NIKE (NKE) — which carries CFRA's highest investment recommendation of 5-STARS, or Strong Buy — is the world's largest seller of athletic footwear and apparel, explains analyst Camilla Yanushevsky in CFRA Research's flagship newsletter, The Outlook.

More people now more than ever want to live healthier lives. Forty percent of Americans participate at least once a week in a high-calorie burning activity, and in China over 400 million people are active at least once a week, according to NIKE.

NIKE has triumphantly capitalized on the growing popularity of sports and active lifestyles, rolling out unprecedented innovations and variety at unparalleled speeds. This was underscored in NIKE's most recent fiscal results (Q2 2021: Nov- Q) with earnings per share surprising by over 25%.

NIKE also posted a meaningful top-line beat, with positive direct-to-consumer performance (up 30%, highest currency-neutral growth rate since Q2 2015) in all geographies, led by digital (up 80% and exceeding 30% of sales mix, which is three years ahead of schedule) and China (up 19%; FY 21 to mark seventh consecutive year of double-digit growth on a currency-neutral basis).
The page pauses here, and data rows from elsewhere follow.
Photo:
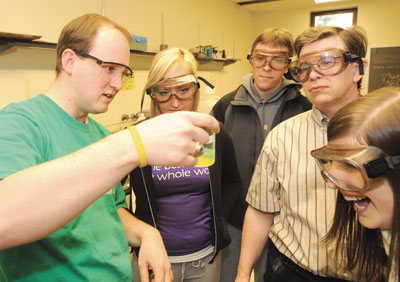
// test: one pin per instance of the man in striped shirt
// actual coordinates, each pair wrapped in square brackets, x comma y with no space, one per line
[288,199]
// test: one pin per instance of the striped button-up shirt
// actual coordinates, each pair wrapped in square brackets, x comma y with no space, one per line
[288,183]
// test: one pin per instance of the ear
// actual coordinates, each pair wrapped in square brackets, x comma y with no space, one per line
[68,58]
[357,75]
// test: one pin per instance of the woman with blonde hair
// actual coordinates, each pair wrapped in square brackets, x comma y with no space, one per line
[362,160]
[188,205]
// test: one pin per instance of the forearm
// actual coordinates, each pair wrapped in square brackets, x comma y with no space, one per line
[254,237]
[39,200]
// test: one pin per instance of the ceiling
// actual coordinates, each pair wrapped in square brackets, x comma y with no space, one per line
[260,6]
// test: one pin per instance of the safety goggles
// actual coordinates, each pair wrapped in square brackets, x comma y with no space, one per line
[330,62]
[183,88]
[349,168]
[110,70]
[277,61]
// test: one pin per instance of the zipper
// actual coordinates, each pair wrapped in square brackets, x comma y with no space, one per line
[215,221]
[148,198]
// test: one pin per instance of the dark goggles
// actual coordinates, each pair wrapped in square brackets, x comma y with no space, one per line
[349,168]
[331,62]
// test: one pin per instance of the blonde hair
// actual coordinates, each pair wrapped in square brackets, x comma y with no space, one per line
[166,61]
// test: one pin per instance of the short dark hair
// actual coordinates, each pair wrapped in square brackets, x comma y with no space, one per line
[275,37]
[354,38]
[80,33]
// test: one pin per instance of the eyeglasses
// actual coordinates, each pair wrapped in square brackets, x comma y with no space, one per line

NIKE went on to raise fiscal year sales and gross margin guidance as well.  These exceptionally strong
results reiterate our view that NIKE, like the Greek Goddess that bears its name, is the emblem of strength, speed, and victory

We are forecasting for EPS growth of 85% in FY 21 and 26% in FY 22 versus Investor Day guidance for mid-teens growth on average. We see sales rising 15% in FY 21 and 13% in FY 22 versus an on average guide for high-single digit revenue growth.

Catalysts we see driving shares to new highs include: 1) Resumption of sports (e.g., Olympics, European Championships, NBA Finals); 2) Consumer Direct Offense (marginaccretive direct sales, led by digital); and 3) Organizational revamp to reflect a simpler consumer construct (Men's; Women's; Kids') that should better align resources to accelerate key growth opportunities.

Our 12-month target is $170, a P/E of 41.9x our FY 22 estimate of $4.06, expensive relative to peers, but warranted, as we also do not really see retailers NIKE's size and scale growing at the same pace.

We note NIKE has a long track record of increasing returns to shareholders, including 19 consecutive years of increasing dividend payouts (+12% in FY 21, yielding 0.8%). When it comes to NIKE, investors should 'Just Buy It'.